'The USA knows that for us spying is a crime'
Published: 20 Jan 2014 12:31 GMT+01:00
Updated: 20 Jan 2014 12:31 GMT+01:00
German reaction to President Barack Obama’s much-anticipated speech on Friday on the future of NSA spying has veered from skepticism to veiled threats with politicians suggesting legal action is a possibility.
- Obama to Merkel: Don't worry about spying (19 Jan 14)
- Berlin welcomes Obama pledge on NSA spying (18 Jan 14)
- Obama: We won't tap allies' phones (17 Jan 14)
Parliamentary chairman of the centre-left Social Democrats (SPD) Thomas Oppermann said on Monday: “A 'no spy' treaty must come. Obama’s speech on Friday can only be the beginning. The USA knows that spying for us is a crime.”
“The German justice system will not stand idly by if the efforts of the NSA blithely continue here,” he told Bild newspaper on Monday.
Magazine Der Spiegel reported on Monday that the Federal Attorney General, Harald Range, told the country’s Minister of Justice, Heiko Maas, that there were grounds for a criminal investigation into the alleged tapping of Chancellor Angela Merkel’s phone by the US National Securtiy Agency (NSA).
And it appears the Minister of Justice, who is authorized to give orders to the Federal Attorney General, would not block an investigation. A spokeswoman for the Ministry confirmed on Sunday: "The Federal Prosecutor decides completely independently."
The head of the Foreign Affairs Committee in the German Parliament, Norbert Röttgen, also criticized Obama’s speech but said he wanted to avoid harming the German-US relationship further.
“I have one criticism. Are secret services allowed to do anything that is technically possible? Obama basically affirmed this was the case,” he told broadcaster ZDF.
“We have a real problem, but I’m against an escalation,” the politician from Merkel’s CDU party added.
Meanwhile interior minister Thomas de Mazière welcomed Obama’s reforms in an interview on Sunday with television channel ARD. "It was a good and important speech and we welcome the progress," he said.
And Germany’s media greeted Obama’s statement with a mixture of hope and disdain.
The Berliner Morgenpost wrote: “Finally the American President seems to have grasped the extent of the breach of trust caused by the mass spying of his intelligence services.
“He has declared he will reduce the massive collection of data both at home and abroad and that heads of state and government will now be allowed to have a phone conversation undisturbed, but on the condition that the national security of the USA does not require [listening in].
“That leaves many questions wide open…The speech on Friday was, so far, little more than a glimmer of hope.”
Berlin’s Tagesspiegel asked: “What will change for non-Americans?
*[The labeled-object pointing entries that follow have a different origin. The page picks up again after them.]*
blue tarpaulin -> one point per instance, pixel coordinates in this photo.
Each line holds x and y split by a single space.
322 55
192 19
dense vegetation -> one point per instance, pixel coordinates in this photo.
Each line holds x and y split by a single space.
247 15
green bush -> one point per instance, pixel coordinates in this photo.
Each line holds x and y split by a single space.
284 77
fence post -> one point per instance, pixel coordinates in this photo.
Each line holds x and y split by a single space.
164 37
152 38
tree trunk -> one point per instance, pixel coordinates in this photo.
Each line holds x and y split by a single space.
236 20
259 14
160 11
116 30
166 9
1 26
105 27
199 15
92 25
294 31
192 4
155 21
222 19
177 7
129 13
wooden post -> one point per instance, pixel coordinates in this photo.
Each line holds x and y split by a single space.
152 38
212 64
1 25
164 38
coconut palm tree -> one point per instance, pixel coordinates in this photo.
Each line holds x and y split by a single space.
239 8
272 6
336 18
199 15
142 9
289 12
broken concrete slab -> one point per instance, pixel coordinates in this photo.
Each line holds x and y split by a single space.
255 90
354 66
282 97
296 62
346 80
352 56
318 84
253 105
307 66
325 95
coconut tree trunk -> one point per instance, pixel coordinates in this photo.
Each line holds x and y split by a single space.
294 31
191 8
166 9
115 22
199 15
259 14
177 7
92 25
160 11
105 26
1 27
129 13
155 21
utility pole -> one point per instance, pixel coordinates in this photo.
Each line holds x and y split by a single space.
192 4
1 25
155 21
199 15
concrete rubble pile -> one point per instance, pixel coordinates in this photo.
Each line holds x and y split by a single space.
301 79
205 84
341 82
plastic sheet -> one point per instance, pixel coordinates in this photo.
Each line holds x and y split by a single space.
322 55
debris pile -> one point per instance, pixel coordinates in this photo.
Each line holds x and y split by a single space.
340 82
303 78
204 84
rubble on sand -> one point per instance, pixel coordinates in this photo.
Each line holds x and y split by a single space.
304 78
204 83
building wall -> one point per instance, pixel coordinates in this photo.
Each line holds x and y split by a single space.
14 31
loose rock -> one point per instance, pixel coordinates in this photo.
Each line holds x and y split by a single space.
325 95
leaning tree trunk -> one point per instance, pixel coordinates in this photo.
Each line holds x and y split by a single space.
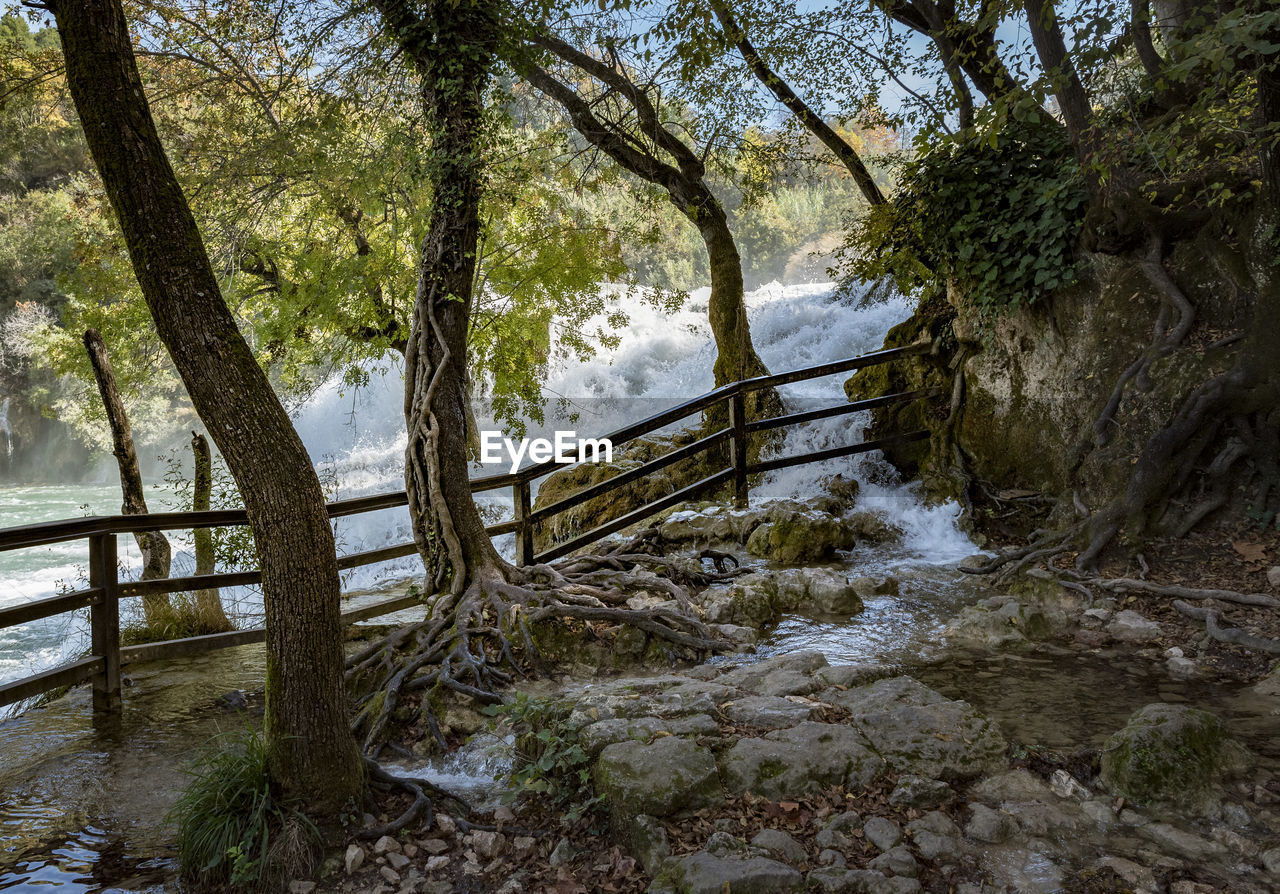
479 630
310 749
209 603
156 552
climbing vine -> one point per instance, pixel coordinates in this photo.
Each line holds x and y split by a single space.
997 214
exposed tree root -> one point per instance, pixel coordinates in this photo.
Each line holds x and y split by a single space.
480 641
1233 635
1130 584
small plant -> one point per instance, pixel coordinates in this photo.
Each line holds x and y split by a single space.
233 828
549 760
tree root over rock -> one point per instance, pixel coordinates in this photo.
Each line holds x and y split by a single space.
1233 635
476 642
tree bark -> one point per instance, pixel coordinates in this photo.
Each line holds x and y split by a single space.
310 748
156 552
1051 49
453 49
812 121
209 603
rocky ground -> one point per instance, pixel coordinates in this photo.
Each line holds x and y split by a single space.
790 774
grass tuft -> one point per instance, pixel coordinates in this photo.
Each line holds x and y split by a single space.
234 831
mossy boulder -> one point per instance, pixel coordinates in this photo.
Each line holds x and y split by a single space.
792 537
931 322
1170 753
561 484
659 778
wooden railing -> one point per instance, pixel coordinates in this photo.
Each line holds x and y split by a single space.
105 589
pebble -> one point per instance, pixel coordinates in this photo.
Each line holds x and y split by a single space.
896 861
385 844
353 858
780 844
562 853
433 845
882 833
1065 785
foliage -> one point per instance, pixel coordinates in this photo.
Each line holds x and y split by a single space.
549 760
1000 217
233 828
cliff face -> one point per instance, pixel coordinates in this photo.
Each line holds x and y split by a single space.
1037 379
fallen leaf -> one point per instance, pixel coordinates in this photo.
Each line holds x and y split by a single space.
1252 552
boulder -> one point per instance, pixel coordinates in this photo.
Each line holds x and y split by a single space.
795 536
645 839
1169 753
920 731
920 792
766 711
799 761
872 528
661 778
707 874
They should rest assured that their rights will be better protected, says Obama. But who will guarantee that – and who will check it?
“The White House will in future determine which governments should be monitored, not the NSA. But there will be no end to the practice of spying itself. In all, Obama has disappointed the expectations of many Germans. That should not surprise us. He is the President of Americans and they think differently and carry on using the, from their perspective, traditional methods, indifferent to outrage abroad.”
The conservative Frankfurter Allgemeine Zeitung said: “It is evidently not the case that the US President does not care about the international outcry over the spying of the secret service the NSA and the criticism from his own country – regardless of which he takes the most seriously.
“The big surveillance net will no longer simply be swung across the land, the population and the world, as long as Congress passes the proposals. This will not be enough for civil rights organizations, but it is more than was expected. And it is sure to annoy the secret services.”
Volksstimme Magdeburg said: “At first sight, it seemed as if US President Obama would get through to his intelligence services, after the outrageous revelations on surveillance practices of his intelligence services.
“He would stop the huge collection of communicative data, the private sphere and the civil rights of all people should be better protected. And Obama is even expressly banning his secret services from spying on heads of government.
“But on a closer examination, Obama’s speech turns out to be a placebo for his critics, the effects of which will not last for long. When it comes to a matter of national security, the intelligence services are allowed to continue spying…Obama points out, quite reasonably, that surveillance must be permitted to prevent acts of terrorism. And yet it was under just this cloak that the mass collection of the NSA first started.”